• CenterNet的骨干网络之DLASeg


    DLA全称是Deep Layer Aggregation, 于2018年发表于CVPR。被CenterNet, FairMOT等框架所采用,其效果很不错,准确率和模型复杂度平衡的也比较好。

    CenterNet中使用的DLASeg是在DLA-34的基础上添加了Deformable Convolution后的分割网络。

    1. 简介

    Aggretation聚合是目前设计网络结构的常用的一种技术。如何将不同深度,将不同stage、block之间的信息进行融合是本文探索的目标。

    目前常见的聚合方式有skip connection, 如ResNet,这种融合方式仅限于块内部,并且融合方式仅限于简单的叠加。

    本文提出了DLA的结构,能够迭代式地将网络结构的特征信息融合起来,让模型有更高的精度和更少的参数。

    DLA的设计思路

    上图展示了DLA的设计思路,Dense Connections来自DenseNet,可以聚合语义信息。Feature Pyramids空间特征金字塔可以聚合空间信息。DLA则是将两者更好地结合起来从而可以更好的获取what和where的信息。仔细看一下DLA的其中一个模块,如下图所示:

    DLA其中一个Tree结构

    研读过代码以后,可以看出这个花里胡哨的结构其实是按照树的结构进行组织的,红框框住的就是两个树,树之间又采用了类似ResNet的残差链接结构。

    2. 核心

    先来重新梳理一下上边提到的语义信息和空间信息,文章给出了详细解释:

    • 语义融合:在通道方向进行的聚合,能够提高模型推断“是什么”的能力(what)
    • 空间融合:在分辨率和尺度方向的融合,能够提高模型推断“在哪里”的能力(where)

    DLA34完整结构图

    Deep Layer Aggregation核心模块有两个IDA(Iterative Deep Aggregation)和HDA(Hierarchical Deep Aggregation),如上图所示。

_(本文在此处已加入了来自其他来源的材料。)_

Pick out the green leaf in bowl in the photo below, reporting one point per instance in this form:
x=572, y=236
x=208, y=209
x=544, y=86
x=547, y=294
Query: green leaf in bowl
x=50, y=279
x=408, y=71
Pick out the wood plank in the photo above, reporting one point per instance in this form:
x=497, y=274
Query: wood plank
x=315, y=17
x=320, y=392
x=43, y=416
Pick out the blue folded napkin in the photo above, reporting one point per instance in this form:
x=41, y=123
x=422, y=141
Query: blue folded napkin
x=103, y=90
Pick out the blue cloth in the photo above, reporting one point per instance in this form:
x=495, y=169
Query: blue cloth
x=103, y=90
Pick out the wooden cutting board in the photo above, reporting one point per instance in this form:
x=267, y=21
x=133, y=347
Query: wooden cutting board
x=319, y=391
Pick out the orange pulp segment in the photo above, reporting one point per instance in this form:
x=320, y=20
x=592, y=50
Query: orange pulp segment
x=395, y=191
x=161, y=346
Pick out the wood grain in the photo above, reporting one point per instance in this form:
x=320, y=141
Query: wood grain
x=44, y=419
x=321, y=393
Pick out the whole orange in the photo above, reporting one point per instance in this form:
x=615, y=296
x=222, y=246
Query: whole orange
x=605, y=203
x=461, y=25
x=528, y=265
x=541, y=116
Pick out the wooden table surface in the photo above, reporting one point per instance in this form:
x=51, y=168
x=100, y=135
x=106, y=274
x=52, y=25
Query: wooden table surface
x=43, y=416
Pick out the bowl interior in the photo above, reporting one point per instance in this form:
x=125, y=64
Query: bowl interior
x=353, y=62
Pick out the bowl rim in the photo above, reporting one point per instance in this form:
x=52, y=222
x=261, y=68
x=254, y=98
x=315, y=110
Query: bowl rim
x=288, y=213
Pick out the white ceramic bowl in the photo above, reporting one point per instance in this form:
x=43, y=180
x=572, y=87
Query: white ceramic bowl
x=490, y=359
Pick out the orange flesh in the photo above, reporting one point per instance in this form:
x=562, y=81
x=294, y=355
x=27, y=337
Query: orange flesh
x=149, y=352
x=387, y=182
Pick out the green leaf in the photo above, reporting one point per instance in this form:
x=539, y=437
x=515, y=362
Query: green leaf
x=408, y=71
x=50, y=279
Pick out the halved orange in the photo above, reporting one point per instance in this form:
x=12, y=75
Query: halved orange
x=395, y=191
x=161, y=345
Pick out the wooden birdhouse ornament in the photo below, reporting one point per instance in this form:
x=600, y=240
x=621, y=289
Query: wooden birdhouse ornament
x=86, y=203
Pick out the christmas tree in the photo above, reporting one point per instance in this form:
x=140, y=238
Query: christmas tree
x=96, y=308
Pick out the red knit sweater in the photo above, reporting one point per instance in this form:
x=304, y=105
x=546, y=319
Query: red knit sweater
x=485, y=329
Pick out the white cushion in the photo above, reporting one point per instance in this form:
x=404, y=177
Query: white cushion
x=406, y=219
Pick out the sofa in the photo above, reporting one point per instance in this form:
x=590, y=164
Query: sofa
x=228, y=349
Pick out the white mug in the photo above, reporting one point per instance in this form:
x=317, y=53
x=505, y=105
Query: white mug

    • 红色框代表的是用树结构链接的层次结构,能够更好地传播特征和梯度。

    • 黄色链接代表的是IDA,负责链接相邻两个stage的特征让深层和浅层的表达能更好地融合。

    • 蓝色连线代表进行了下采样,网络一开始也和ResNet一样进行了快速下采样。

    论文中也给了公式推导,感兴趣的可以去理解一下。本文还是将重点放在代码实现上。

    3. 实现

    这部分代码复制自CenterNet官方实现,https://github.com/pprp/SimpleCVReproduction/blob/master/CenterNet/nets/dla34.py

    3.1 基础模块

    首先是三个模块,BasicBlock和Bottleneck和ResNet中的一致,BottleneckX实际上是ResNeXt中的基础模块,也可以作为DLA中的基础模块。DLA34中调用的依然是BasicBlock。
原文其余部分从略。